The sin formula for multiple angles is:

$\sin n \theta=\sum_{k=0}^n \cos ^k \theta \sin ^{n-k} \theta \sin \left(\dfrac{1}{2}(n-k)\right) \pi$

The multiple angles Cosine formula is:

$\cos n \theta=\sum_{k=0}^n \cos ^k \theta \sin ^{n-k} \theta \cos \left(\dfrac{1}{2}(n-k) \pi\right)$

Tangent multiple angles formula is:

$\operatorname{Tan} \mathrm{n} \theta=\dfrac{\sin \mathrm{n} \theta}{\cos n \theta}$

Now, learn how to expand trigonometric functions with multiple angles.

Solved Examples

Q 1. To show that cos 5x = 16 cos⁵x - 20 cos³x + 5 cos x.

Ans: This is proved by taking into account LHS and proving it equal to RHS, i.e.

L.H.S $=\cos 5 x$

Decomposing $5 x$ to $3 x$ and $2 x$, we get,

$=\cos (2 x+3 x) \quad-1$

$\cos (A+B)=\cos A \cos B-\sin A \sin B$

$\cos 2 A=2 \cos ^2 A-1$

$\cos 3 A=4 \cos ^3 A-3 \cos A$

$\sin 2 A=2 \sin A \cos A$

$\sin 3 A=3 \sin A-4 \sin ^3 A$

Using the above formulas in equation 1, we get,

$=\cos 2 x \cos 3 x-\sin 2 x \sin 3 x$

$=\left(2 \cos ^2 x-1\right)\left(4 \cos ^3 x-3 \cos x\right)-2 \sin x \cos x\left(3 \sin x-4 \sin ^3 x\right)$

$=8 \cos ^5 x-10 \cos ^3 x+3 \cos x-6 \cos x \sin ^2 x+8 \cos x \sin ^4 x$

$=8 \cos ^5 x-10 \cos ^3 x+3 \cos x-6\left(1-\cos ^2 x\right) \cos x+8\left(1-\cos ^2 x\right)^2 \cos x$

$=8 \cos ^5 x-10 \cos ^3 x+3 \cos x+\left[-6 \cos x+6 \cos ^3 x+8 \cos x\left(1+\cos ^4 x-2 \cos ^2 x\right)\right]$

$=8 \cos ^5 x-10 \cos ^3 x+3 \cos x-6 \cos x+6 \cos ^3 x+8 \cos x+8 \cos ^5 x-16 \cos ^3 x$

$=16 \cos ^5 x-20 \cos ^3 x+5 \cos x$

$=\text { R.H.S }$

Hence Proved.

Thus, the value of $\cos 5 x=16 \cos ^5 x-20 \cos ^3 x+5 \cos x$.

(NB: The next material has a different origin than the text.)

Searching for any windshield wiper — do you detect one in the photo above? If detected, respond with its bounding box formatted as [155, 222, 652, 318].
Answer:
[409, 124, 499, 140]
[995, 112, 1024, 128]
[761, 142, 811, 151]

The Multiple Angles Trigonometric Example

Practice Problems

Q 1. Show that $\dfrac{\sin 2x + \sin x}{\cos 2x + 1 + \cos x}= \tan x$

Q 2. Show that sin 4x = 4 cos³x sin x - 4 cosx sin³x

Q 3. Show that sin 5x = 5 cos⁴x sin x - 10 cos²x sin³x+ sin⁵x

Multiple Angles Worksheet

Worksheets for multiple angles are given to help students in mastering the concept.

Q 1. Show that $\cos 4x = \cos ^4 x - 6 \cos^2x \sin^2 x + \sin ^4x$

Q 2. Show that $\tan 4x = \dfrac{4 \tan x - 4 \tan^3 x}{1 - 6 \tan^2x + \tan ^4x}$

Q 3. Show that $\tan 3x = \dfrac{3 \tan x - \tan^3 x}{1 - 3 \tan^2x}$

Q 4. Evaluate the following in terms of tan:

(i) sin 8A

(ii) cos 6A

Summary

Finishing up here with the concept of multiple angles and the trigonometric multiple angles formulas. Every subject in this article has been examined in an easy language and eye-catching format to better understand the concepts. Images are also used to make the understanding of the topic interesting. Some solved examples and practice problems are also discussed to make students master the given topics easily. Hoping you enjoyed learning the topic.